A potted history of making your own luck.

Prompted by debate elsewhere over CVs, interviews and jobhunting in today’s job market.

Over the years I’ve had more job interviews than I can remember from punting around my CV. The number of jobs I’ve actually had from all these interviews is precisely two. I found that a lot of companies wanted the moon on a stick, but didn’t want to pay for it. More often than not they expected a candidate to come to the role ready trained, ready qualified, ready experienced, but no-one was particularly keen to actually provide any of that to applicants. Over the years I’ve had a lot of unusual jobs, mostly got via networking and getting to know people. Do favours when you easily can, because there are a lot of people who appreciate it and will return the favour at a later date which can be very useful. There is no substitute in the jobs market for working hard to better yourself and move up taking opportunities whenever they come. Some people claim not to be lucky. That’s rubbish. Luck is about recognising opportunities when they come and making the most of them. ‘Lucky’ people are merely those who look at what’s going on around them and make the most of it.

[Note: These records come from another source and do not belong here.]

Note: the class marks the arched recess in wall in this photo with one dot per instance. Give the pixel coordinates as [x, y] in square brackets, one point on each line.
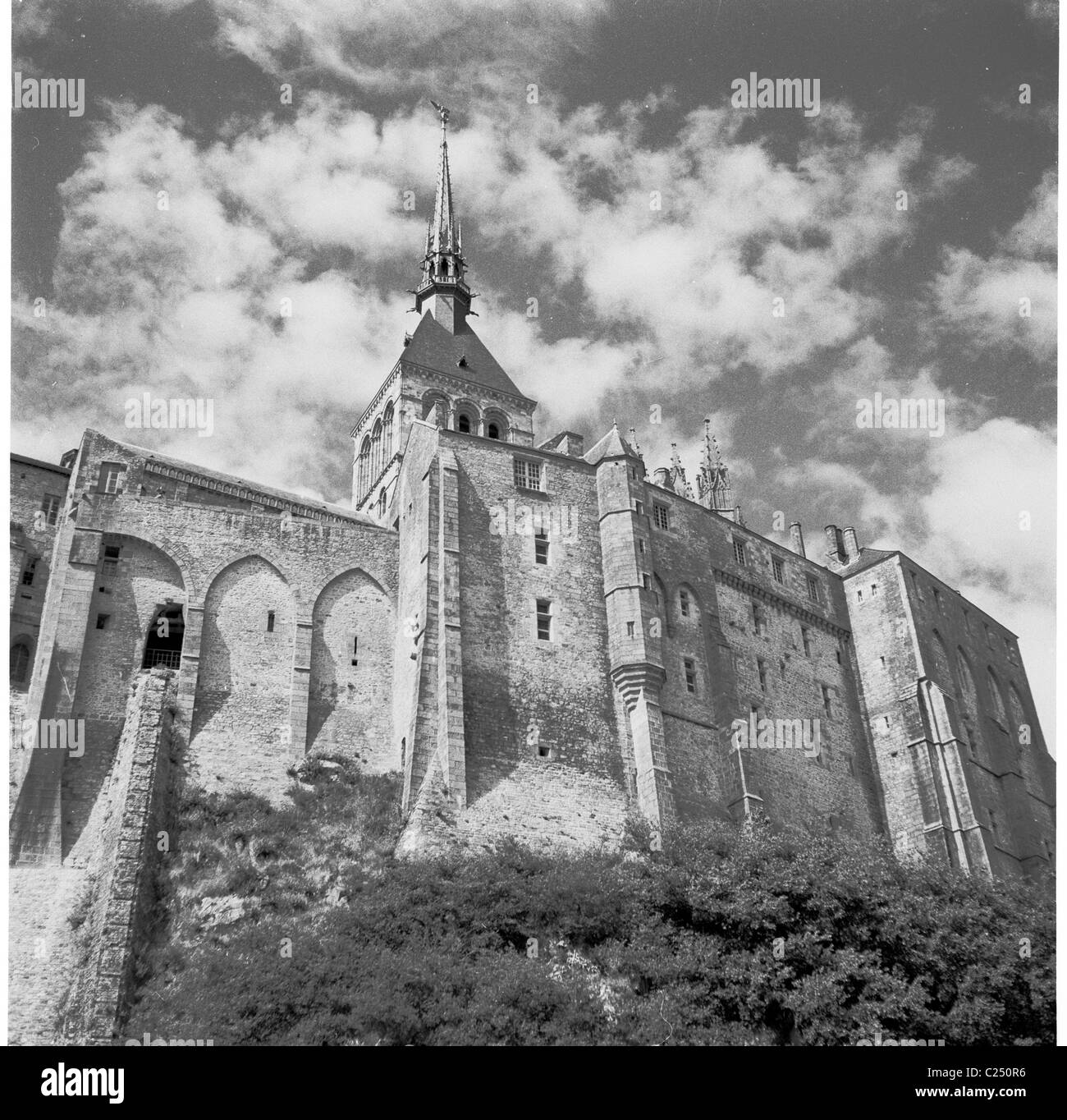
[350, 695]
[996, 698]
[21, 662]
[363, 475]
[134, 579]
[240, 732]
[377, 449]
[1018, 714]
[387, 418]
[686, 614]
[497, 425]
[943, 676]
[436, 408]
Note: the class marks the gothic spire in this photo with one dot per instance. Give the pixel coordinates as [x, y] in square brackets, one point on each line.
[443, 264]
[713, 480]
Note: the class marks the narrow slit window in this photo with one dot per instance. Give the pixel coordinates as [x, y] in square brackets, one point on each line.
[544, 619]
[689, 667]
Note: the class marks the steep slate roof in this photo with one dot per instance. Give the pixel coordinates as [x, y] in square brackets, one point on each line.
[335, 511]
[611, 446]
[868, 559]
[437, 348]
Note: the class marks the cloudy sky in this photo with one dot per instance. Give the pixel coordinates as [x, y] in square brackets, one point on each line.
[599, 168]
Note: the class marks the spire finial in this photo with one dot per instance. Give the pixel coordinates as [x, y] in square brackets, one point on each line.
[443, 265]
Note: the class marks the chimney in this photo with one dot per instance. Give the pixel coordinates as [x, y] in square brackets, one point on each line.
[851, 545]
[834, 544]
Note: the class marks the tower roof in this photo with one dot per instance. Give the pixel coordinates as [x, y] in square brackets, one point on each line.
[611, 447]
[461, 354]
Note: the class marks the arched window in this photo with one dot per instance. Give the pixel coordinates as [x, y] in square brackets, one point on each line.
[434, 409]
[364, 473]
[1018, 713]
[497, 425]
[996, 697]
[377, 449]
[165, 636]
[19, 667]
[968, 692]
[387, 433]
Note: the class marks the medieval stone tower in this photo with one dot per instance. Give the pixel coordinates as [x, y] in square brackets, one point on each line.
[541, 639]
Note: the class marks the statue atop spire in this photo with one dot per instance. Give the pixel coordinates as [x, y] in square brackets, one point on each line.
[443, 264]
[713, 480]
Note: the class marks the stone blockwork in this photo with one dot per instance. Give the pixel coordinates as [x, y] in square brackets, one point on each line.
[76, 928]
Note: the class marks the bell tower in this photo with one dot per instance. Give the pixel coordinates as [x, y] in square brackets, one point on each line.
[442, 287]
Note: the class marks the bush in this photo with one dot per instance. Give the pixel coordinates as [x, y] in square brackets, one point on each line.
[726, 936]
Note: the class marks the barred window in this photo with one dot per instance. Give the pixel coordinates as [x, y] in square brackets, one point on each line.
[528, 474]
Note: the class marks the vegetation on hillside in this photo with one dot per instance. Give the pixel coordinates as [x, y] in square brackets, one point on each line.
[297, 926]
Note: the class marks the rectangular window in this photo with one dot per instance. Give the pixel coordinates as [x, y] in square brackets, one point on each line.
[49, 507]
[110, 569]
[528, 474]
[110, 477]
[758, 621]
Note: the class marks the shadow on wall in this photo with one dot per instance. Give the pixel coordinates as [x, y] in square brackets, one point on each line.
[240, 713]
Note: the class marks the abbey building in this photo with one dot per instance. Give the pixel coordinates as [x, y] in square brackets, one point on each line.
[542, 636]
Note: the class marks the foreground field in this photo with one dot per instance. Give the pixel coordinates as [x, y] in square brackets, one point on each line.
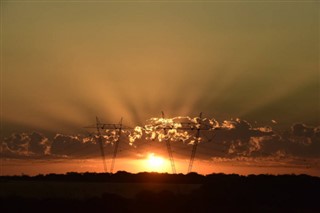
[151, 192]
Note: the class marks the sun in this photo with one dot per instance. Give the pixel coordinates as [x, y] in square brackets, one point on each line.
[155, 163]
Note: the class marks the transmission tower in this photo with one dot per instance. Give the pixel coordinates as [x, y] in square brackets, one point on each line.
[195, 145]
[102, 126]
[98, 126]
[116, 145]
[169, 149]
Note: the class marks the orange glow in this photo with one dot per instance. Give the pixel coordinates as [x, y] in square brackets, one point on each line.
[155, 163]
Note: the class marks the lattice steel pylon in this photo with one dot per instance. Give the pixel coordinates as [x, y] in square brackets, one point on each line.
[195, 145]
[169, 149]
[98, 126]
[116, 146]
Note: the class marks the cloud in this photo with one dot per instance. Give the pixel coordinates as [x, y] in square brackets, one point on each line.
[230, 139]
[25, 145]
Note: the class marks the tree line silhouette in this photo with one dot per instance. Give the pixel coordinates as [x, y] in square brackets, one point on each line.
[217, 193]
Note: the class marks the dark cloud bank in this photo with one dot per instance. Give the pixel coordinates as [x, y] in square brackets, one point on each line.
[243, 140]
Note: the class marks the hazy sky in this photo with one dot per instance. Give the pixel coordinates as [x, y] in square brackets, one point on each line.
[63, 63]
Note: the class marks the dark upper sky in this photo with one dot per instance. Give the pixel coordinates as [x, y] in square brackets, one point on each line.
[63, 63]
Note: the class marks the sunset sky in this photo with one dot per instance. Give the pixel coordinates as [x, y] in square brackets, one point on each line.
[64, 63]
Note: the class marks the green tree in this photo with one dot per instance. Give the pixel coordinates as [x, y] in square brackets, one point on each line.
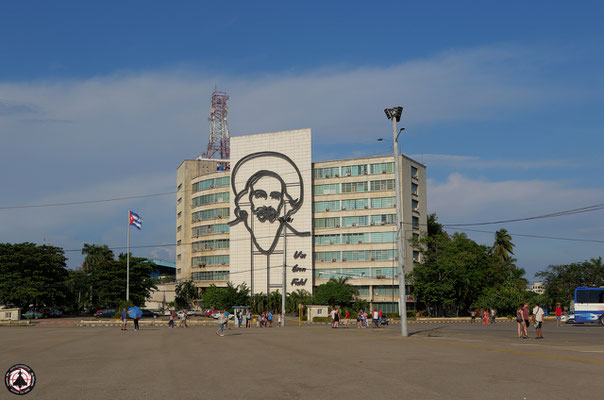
[335, 292]
[186, 292]
[96, 255]
[503, 248]
[32, 274]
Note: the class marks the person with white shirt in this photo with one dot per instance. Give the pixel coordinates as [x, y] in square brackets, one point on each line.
[538, 320]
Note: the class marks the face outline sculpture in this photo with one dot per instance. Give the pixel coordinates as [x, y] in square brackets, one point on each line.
[269, 200]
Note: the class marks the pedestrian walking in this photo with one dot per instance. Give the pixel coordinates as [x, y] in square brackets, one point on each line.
[221, 323]
[558, 315]
[124, 319]
[520, 323]
[248, 319]
[538, 320]
[525, 317]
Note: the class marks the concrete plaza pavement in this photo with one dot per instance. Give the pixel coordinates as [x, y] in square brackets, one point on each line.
[448, 361]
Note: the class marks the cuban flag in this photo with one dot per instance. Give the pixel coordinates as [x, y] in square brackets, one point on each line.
[135, 220]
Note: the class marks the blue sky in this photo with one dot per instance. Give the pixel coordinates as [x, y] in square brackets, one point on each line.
[502, 103]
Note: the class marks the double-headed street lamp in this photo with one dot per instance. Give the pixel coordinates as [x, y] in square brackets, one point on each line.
[394, 114]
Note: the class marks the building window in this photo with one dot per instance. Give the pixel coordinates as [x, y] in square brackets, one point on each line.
[327, 222]
[210, 229]
[327, 239]
[210, 199]
[210, 214]
[383, 202]
[327, 189]
[386, 184]
[354, 187]
[357, 255]
[210, 275]
[211, 183]
[329, 172]
[354, 170]
[327, 256]
[321, 206]
[383, 219]
[210, 260]
[382, 168]
[355, 204]
[216, 244]
[357, 220]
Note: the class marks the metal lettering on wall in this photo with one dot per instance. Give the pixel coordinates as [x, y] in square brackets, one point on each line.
[267, 197]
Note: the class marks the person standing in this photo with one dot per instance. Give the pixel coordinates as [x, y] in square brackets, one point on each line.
[520, 323]
[221, 323]
[124, 319]
[248, 319]
[538, 320]
[525, 317]
[558, 315]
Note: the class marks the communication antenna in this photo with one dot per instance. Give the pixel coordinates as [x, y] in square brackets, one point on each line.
[219, 144]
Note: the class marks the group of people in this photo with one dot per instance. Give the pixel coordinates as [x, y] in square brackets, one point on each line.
[523, 321]
[487, 315]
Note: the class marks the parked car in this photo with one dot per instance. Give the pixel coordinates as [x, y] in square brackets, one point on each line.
[105, 313]
[149, 313]
[33, 313]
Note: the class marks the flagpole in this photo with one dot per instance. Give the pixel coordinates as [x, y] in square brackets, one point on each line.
[128, 261]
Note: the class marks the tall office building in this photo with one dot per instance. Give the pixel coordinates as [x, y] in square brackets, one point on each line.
[274, 206]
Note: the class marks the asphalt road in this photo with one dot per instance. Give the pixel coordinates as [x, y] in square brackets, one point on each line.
[448, 361]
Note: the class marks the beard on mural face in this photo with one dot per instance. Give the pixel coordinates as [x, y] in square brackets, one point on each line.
[266, 213]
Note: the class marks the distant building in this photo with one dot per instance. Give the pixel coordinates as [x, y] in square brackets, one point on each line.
[536, 287]
[336, 218]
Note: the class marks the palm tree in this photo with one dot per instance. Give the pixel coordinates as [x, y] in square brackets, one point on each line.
[96, 255]
[503, 247]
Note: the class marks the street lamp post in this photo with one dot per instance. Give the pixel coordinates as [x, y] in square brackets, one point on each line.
[394, 114]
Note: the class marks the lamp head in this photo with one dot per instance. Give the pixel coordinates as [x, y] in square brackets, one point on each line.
[394, 112]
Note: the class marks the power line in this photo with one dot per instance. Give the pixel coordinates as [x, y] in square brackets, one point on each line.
[595, 207]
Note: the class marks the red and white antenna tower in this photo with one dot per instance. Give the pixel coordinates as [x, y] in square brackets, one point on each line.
[219, 144]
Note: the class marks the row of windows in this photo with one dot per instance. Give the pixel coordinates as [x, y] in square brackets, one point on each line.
[355, 255]
[215, 244]
[210, 229]
[356, 273]
[354, 204]
[210, 260]
[355, 170]
[210, 214]
[355, 238]
[356, 220]
[355, 187]
[211, 183]
[210, 199]
[210, 276]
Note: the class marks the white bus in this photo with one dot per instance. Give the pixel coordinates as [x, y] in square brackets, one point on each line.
[589, 305]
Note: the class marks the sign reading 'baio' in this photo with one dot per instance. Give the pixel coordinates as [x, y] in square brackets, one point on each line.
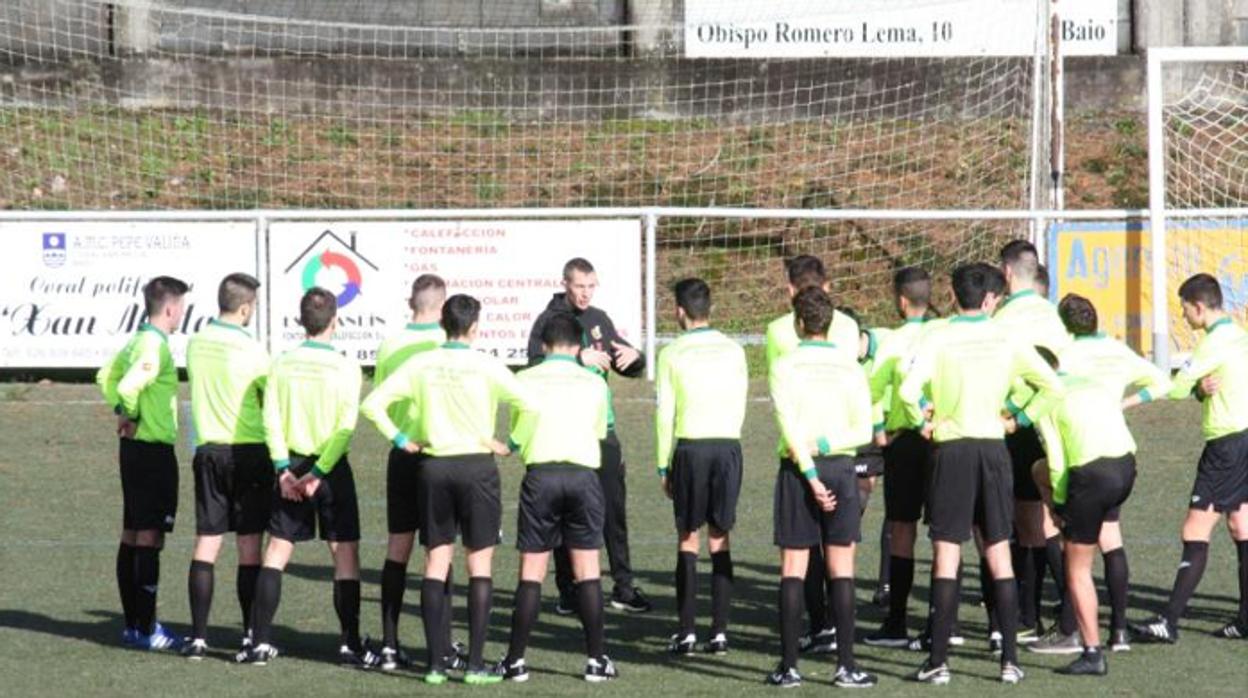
[71, 292]
[798, 29]
[513, 267]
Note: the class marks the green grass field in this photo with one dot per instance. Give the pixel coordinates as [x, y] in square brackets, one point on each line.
[60, 617]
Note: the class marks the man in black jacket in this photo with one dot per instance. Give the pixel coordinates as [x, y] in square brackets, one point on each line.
[602, 351]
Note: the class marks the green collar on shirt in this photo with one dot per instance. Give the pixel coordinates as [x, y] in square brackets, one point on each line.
[150, 327]
[1022, 294]
[559, 357]
[216, 322]
[1218, 324]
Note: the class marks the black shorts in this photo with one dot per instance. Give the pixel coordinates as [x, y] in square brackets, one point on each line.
[1095, 493]
[869, 461]
[907, 466]
[234, 488]
[333, 510]
[1222, 476]
[149, 486]
[461, 493]
[403, 491]
[799, 522]
[560, 505]
[705, 482]
[971, 483]
[1025, 450]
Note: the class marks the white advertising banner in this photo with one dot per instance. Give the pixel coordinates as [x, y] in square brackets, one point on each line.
[803, 29]
[71, 292]
[513, 267]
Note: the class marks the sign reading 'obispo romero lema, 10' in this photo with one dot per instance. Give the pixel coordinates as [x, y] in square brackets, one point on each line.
[795, 29]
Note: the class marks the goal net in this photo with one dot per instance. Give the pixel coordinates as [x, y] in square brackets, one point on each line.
[1203, 100]
[418, 104]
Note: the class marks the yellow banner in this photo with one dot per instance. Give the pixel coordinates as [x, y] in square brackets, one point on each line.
[1111, 264]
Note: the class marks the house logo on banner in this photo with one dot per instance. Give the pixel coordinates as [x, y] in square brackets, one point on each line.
[336, 272]
[54, 250]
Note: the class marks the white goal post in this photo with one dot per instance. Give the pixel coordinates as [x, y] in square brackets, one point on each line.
[1197, 161]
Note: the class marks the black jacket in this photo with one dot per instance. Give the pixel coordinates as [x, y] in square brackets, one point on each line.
[597, 329]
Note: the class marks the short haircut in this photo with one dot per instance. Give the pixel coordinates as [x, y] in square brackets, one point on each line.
[1078, 315]
[693, 296]
[160, 291]
[1021, 257]
[236, 290]
[814, 309]
[995, 280]
[1048, 356]
[562, 330]
[317, 310]
[1202, 289]
[459, 314]
[577, 264]
[428, 292]
[971, 285]
[914, 285]
[1041, 279]
[805, 270]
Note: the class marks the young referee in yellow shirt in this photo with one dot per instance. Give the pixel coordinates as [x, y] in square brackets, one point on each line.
[1221, 483]
[454, 392]
[311, 405]
[702, 385]
[969, 366]
[562, 500]
[402, 468]
[140, 383]
[823, 406]
[234, 477]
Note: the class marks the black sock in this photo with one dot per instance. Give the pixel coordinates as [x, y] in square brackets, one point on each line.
[1116, 573]
[1056, 565]
[990, 602]
[902, 575]
[944, 608]
[393, 584]
[687, 591]
[199, 589]
[126, 583]
[448, 613]
[433, 608]
[268, 594]
[813, 588]
[346, 603]
[589, 606]
[1242, 548]
[843, 601]
[1025, 573]
[720, 591]
[1006, 593]
[790, 618]
[528, 601]
[885, 575]
[481, 596]
[245, 583]
[1196, 555]
[146, 587]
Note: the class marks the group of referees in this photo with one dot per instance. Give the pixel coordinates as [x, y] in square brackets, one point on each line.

My Father was a transport manager, though he had moved on to become a consultant by the time I came out of University. He gave me a piece of advice: “Get an HGV licence, because you will always find work driving trucks when the job market is a little thin”. He was right, and I’ve odd-jobbed trucking through agencies all through my working life when between other jobs. Even now I escape from the keyboard to go rig-jockeying once every couple of weeks, because it makes a change and everyone needs a hobby. Having an unusual skill that you can fall back on is very useful, and it looks interesting on your CV too even if it isn’t relevant to the job you are applying for – it shows a prospective employer that you actually do something interesting outside of the daily grind. I also added sailing and power-boating qualifications and a CPC National certificate in my spare time too, just because they seemed like fun and they made me a more interesting person to employ. It also meant that when I did time freelance at the BBC, I had the advantage that I could drive any of the OB vehicles which was something that none of the other people applying for the job had.

I did unpaid work experience whilst I was a student. It involved a summer of commuting into Manchester at my own expense to work at an ad agency penning adverts to sell tat to the country. I never got a job out of it, because it turned out that the company was happy to get a steady stream of work experience people through to work for free, such was the demand for jobs working in what was actually a fun industry to work in. That taught me a lot about how a lot of companies work in the UK.

I kept networking, and that’s meant that over time I could bin all of that and work for myself as a writer. It doesn’t make mega money, but it’s enough to live on and I’m happy doing it. That’s taught me the biggest lessons of my work career: A job that you are happy doing is worth a lot more than one you hate, even if the one you hate earns more money. It also taught me that success doesn’t come knocking on your door hand delivered on a silver platter by a flunky. If you want to be successful at something, you can be but you have to work hard and make it happen.